Ablauf einer Feuerbestattung
Eine Feuerbestattung beginnt üblicherweise mit einer Trauerfeier, die entweder vor der Kremation mit dem Sarg oder nach der Einäscherung mit der Urne abgehalten wird. Der Rahmen dieser Zeremonie variiert je nach Wunsch und kann in einer Friedhofskapelle, Kirche oder einem individuell gewählten Ort erfolgen. Persönliche Beiträge, Musikstücke sowie Rituale wie das Anzünden von Kerzen oder das Niederlegen von Blumen schaffen eine würdevolle und persönliche Atmosphäre des Abschieds.
In Deutschland setzt das Bestattungsgesetz voraus, dass eine Einäscherung stets im Sarg erfolgt. Daher wird die verstorbene Person auch dann in einen Sarg gelegt, wenn eine spätere Urnenfeier geplant ist. Die eigentliche Kremation findet in einem spezialisierten Krematorium unter strikter Einhaltung gesetzlicher Vorgaben sowie technischer und hygienischer Standards statt. Die Sorgfalt bei der Durchführung gewährleistet einen respektvollen Umgang mit dem Verstorbenen.
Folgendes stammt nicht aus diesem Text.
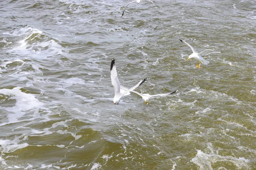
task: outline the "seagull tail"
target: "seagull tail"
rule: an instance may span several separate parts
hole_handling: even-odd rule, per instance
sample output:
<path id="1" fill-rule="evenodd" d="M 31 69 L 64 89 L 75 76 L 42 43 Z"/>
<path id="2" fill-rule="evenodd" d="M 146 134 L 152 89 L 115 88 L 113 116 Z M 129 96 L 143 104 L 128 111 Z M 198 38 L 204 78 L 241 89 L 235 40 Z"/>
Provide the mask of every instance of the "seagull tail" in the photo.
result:
<path id="1" fill-rule="evenodd" d="M 204 60 L 202 61 L 202 62 L 203 63 L 203 64 L 204 64 L 205 65 L 207 65 L 207 64 L 208 64 L 209 63 L 209 62 L 210 62 L 209 61 L 207 61 L 207 60 Z"/>

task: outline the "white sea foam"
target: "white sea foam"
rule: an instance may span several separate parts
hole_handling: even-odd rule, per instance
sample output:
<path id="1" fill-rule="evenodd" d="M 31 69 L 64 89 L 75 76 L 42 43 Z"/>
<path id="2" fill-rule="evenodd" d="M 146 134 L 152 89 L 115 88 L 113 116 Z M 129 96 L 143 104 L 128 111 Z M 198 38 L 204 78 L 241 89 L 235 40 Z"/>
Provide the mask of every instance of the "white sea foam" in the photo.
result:
<path id="1" fill-rule="evenodd" d="M 43 33 L 42 31 L 39 29 L 33 28 L 27 26 L 25 27 L 15 29 L 12 31 L 4 32 L 3 34 L 4 35 L 9 35 L 13 36 L 20 36 L 27 34 L 32 31 L 35 31 L 35 32 L 38 32 L 40 34 Z"/>
<path id="2" fill-rule="evenodd" d="M 21 63 L 22 65 L 23 65 L 26 62 L 21 60 L 17 59 L 12 61 L 9 61 L 5 62 L 3 62 L 1 65 L 0 65 L 0 66 L 3 67 L 6 67 L 6 65 L 8 64 L 11 64 L 15 62 L 20 62 Z"/>
<path id="3" fill-rule="evenodd" d="M 244 158 L 237 158 L 231 156 L 221 156 L 211 153 L 206 154 L 198 150 L 195 157 L 191 161 L 200 167 L 200 170 L 213 170 L 212 164 L 218 162 L 228 162 L 239 169 L 248 169 L 249 161 Z"/>
<path id="4" fill-rule="evenodd" d="M 38 29 L 28 26 L 12 32 L 4 33 L 4 34 L 13 36 L 25 37 L 19 42 L 19 46 L 14 47 L 7 52 L 40 59 L 47 59 L 48 57 L 62 54 L 62 51 L 64 51 L 64 48 L 55 40 L 48 40 L 47 37 L 43 37 L 42 33 L 42 31 Z"/>
<path id="5" fill-rule="evenodd" d="M 84 85 L 86 83 L 84 80 L 77 77 L 70 78 L 67 79 L 62 80 L 59 82 L 61 85 L 64 88 L 67 88 L 73 85 Z"/>
<path id="6" fill-rule="evenodd" d="M 17 149 L 22 149 L 29 146 L 29 144 L 26 143 L 18 144 L 18 142 L 19 140 L 17 137 L 15 138 L 12 140 L 0 140 L 1 151 L 6 153 L 13 152 Z"/>
<path id="7" fill-rule="evenodd" d="M 34 95 L 23 93 L 20 90 L 20 88 L 17 87 L 12 89 L 0 89 L 0 94 L 9 96 L 10 99 L 15 99 L 16 101 L 14 106 L 3 107 L 6 111 L 15 114 L 10 113 L 8 114 L 9 122 L 2 123 L 0 126 L 17 122 L 19 118 L 23 116 L 26 112 L 40 108 L 44 105 L 44 103 L 39 102 Z"/>
<path id="8" fill-rule="evenodd" d="M 93 167 L 90 170 L 97 170 L 98 168 L 100 168 L 102 166 L 99 163 L 94 163 Z"/>

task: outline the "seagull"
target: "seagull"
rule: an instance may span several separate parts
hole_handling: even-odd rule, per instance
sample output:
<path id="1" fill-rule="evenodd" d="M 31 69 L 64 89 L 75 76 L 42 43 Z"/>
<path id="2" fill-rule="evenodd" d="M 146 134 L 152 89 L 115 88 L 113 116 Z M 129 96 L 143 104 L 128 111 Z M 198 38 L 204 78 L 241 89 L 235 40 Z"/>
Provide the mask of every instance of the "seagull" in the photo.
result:
<path id="1" fill-rule="evenodd" d="M 126 5 L 126 6 L 125 6 L 125 9 L 124 10 L 124 11 L 123 12 L 122 14 L 122 16 L 121 17 L 122 17 L 122 16 L 124 15 L 124 14 L 125 13 L 125 9 L 126 9 L 126 8 L 127 8 L 127 6 L 128 6 L 128 5 L 129 5 L 131 3 L 138 3 L 138 4 L 139 4 L 139 3 L 140 3 L 141 1 L 141 0 L 134 0 L 134 1 L 131 1 L 131 2 L 128 3 L 127 4 L 127 5 Z M 156 4 L 155 3 L 153 3 L 150 0 L 148 0 L 148 1 L 150 2 L 151 2 L 152 3 L 155 4 L 156 5 L 156 6 L 157 6 L 157 7 L 159 8 L 159 6 L 157 6 L 157 4 Z"/>
<path id="2" fill-rule="evenodd" d="M 147 78 L 141 80 L 138 84 L 132 88 L 127 89 L 125 91 L 121 91 L 120 88 L 120 82 L 117 77 L 117 73 L 116 72 L 116 64 L 115 63 L 115 59 L 112 59 L 110 66 L 110 73 L 111 76 L 111 82 L 112 85 L 114 87 L 115 90 L 115 96 L 113 99 L 114 104 L 116 103 L 116 105 L 118 105 L 120 100 L 124 97 L 124 96 L 129 94 L 129 93 L 131 91 L 135 90 L 135 88 L 140 86 L 142 83 L 144 82 L 147 79 Z"/>
<path id="3" fill-rule="evenodd" d="M 189 46 L 189 47 L 190 47 L 190 48 L 191 48 L 191 49 L 192 50 L 193 53 L 192 53 L 191 55 L 189 56 L 189 58 L 188 58 L 187 60 L 188 60 L 191 58 L 194 58 L 197 60 L 198 60 L 197 62 L 196 62 L 195 67 L 198 67 L 198 68 L 200 68 L 201 67 L 201 63 L 202 63 L 203 64 L 205 65 L 207 65 L 209 63 L 209 61 L 206 60 L 205 60 L 204 59 L 203 57 L 202 57 L 202 56 L 207 56 L 210 53 L 221 53 L 221 51 L 214 51 L 212 50 L 207 49 L 203 51 L 201 53 L 198 53 L 198 52 L 197 52 L 197 51 L 194 48 L 194 47 L 192 46 L 188 43 L 186 42 L 185 41 L 182 40 L 180 39 L 180 40 L 182 42 L 184 43 L 188 46 Z M 198 62 L 200 62 L 199 66 L 198 65 Z"/>
<path id="4" fill-rule="evenodd" d="M 122 85 L 121 85 L 121 90 L 127 90 L 127 89 L 128 89 L 128 88 L 124 87 Z M 136 93 L 136 94 L 142 96 L 142 99 L 144 101 L 144 103 L 146 103 L 147 105 L 148 105 L 148 102 L 147 102 L 147 101 L 148 101 L 149 100 L 149 98 L 155 97 L 157 97 L 158 96 L 165 96 L 170 95 L 171 94 L 173 94 L 175 93 L 177 91 L 178 91 L 178 90 L 176 90 L 175 91 L 173 91 L 173 92 L 171 92 L 171 93 L 164 93 L 164 94 L 154 94 L 153 95 L 151 95 L 149 94 L 143 94 L 142 93 L 140 93 L 136 91 L 134 91 L 133 90 L 131 91 L 131 92 Z"/>

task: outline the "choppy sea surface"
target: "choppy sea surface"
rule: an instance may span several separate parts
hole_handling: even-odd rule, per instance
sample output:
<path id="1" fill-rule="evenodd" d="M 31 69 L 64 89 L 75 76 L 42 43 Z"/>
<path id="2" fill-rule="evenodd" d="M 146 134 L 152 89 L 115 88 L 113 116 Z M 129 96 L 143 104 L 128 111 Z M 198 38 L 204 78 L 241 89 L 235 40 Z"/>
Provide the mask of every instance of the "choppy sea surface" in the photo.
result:
<path id="1" fill-rule="evenodd" d="M 0 2 L 0 169 L 256 169 L 255 1 L 129 2 Z"/>

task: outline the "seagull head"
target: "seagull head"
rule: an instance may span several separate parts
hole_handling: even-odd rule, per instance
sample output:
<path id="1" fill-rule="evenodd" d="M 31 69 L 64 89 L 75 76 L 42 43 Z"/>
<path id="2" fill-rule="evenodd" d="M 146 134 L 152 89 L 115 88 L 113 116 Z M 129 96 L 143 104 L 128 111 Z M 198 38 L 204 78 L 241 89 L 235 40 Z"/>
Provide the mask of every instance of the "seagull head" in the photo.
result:
<path id="1" fill-rule="evenodd" d="M 187 60 L 189 60 L 192 58 L 193 58 L 193 56 L 192 56 L 192 55 L 190 55 L 189 56 L 189 58 L 188 58 L 188 59 L 187 59 Z"/>

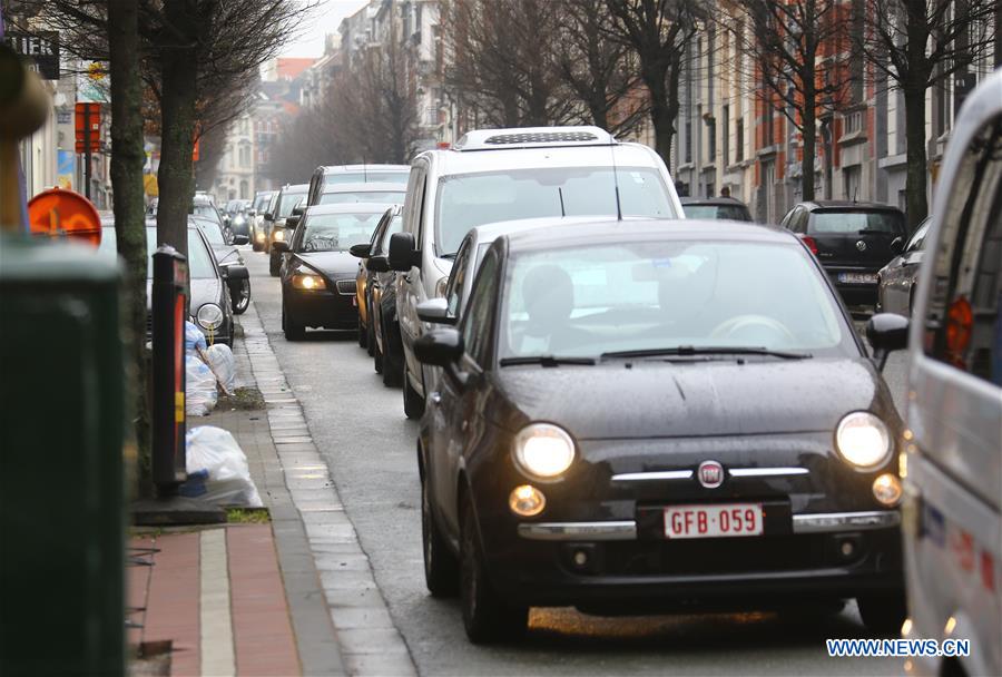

Nach der Einäscherung wird die Asche in eine Urne gefüllt. Diese kann auf einem Friedhof beigesetzt, in einem Kolumbarium verwahrt oder in speziell dafür vorgesehenen naturnahen Bereichen platziert werden. Auch die Urnenbeisetzung kann feierlich gestaltet werden – häufig mit gesprochenen Worten, Gebeten oder persönlichen Erinnerungen, die den Hinterbliebenen Trost spenden und den Abschied begleiten.